One Cleveland scribe said New Hope used a conservative game-plan, running 80 percent of the time behind the combination of Hollivay and Guerry. Sophomore tailback Terrance Dentry ran for 154 yards and three touchdowns. The biggest run was an 80-yard score that put Cleveland in a hole it couldn’t recover from.

“Greg (Robinson) said they made too many mistakes. He felt he had a good plan, but they dropped too many passes,” Stevens said of his conversation with the Cleveland coach, who played at Vicksburg High before finishing up his prep career at Porters Chapel Academy.

New Hope got a strong game from its defensive front to keep Cleveland quarterback James Brown in check. The Trojans’ David Johnson had four sacks and Pierre Hill had two as Cleveland was limited to just a fourth quarter touchdown.

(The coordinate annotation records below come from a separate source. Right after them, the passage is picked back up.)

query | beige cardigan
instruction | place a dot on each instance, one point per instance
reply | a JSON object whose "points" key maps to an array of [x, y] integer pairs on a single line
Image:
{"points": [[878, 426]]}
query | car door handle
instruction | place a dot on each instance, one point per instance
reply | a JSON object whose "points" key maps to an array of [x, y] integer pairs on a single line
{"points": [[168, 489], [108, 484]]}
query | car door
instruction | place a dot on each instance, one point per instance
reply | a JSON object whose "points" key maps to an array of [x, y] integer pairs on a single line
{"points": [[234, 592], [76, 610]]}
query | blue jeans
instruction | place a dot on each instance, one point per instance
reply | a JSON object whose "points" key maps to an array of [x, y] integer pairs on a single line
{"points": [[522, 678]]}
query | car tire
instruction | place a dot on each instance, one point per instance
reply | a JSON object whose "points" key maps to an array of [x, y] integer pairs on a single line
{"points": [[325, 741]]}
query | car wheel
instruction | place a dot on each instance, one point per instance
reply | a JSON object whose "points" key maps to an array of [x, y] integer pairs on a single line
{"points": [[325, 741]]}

“We played well, we played real well,” New Hope coach Michael Bradley told the Bolivar Commercial. “I was proud of my kids. They played hard. We had a good game plan and executed.”

New Hope had shut out Caledonia and Houston in its last two regular season games heading into the playoffs.

New Hope may try the same plan against the Gators, who rushed for 378 yards to beat Pontotoc 30-21 in a first-round game at Memorial Stadium last week. Four different Gator backs scored touchdowns, but it was quarterback Les Lemons, who had the most yardage with 139 on 17 carries.

Lemons was ineffective in the passing game, suffering a pair of interceptions, but Stevens says those problems were corrected.

Lemons enters the New Hope game with a near-perfect balance of rushing and passing. He has 788 yards rushing and six scores while completing 63 of 133 attempts for 789 yards and six scores.

The Gators should get Jeremy Hamlin back after he missed nearly all of the Pontotoc game with an ankle sprain.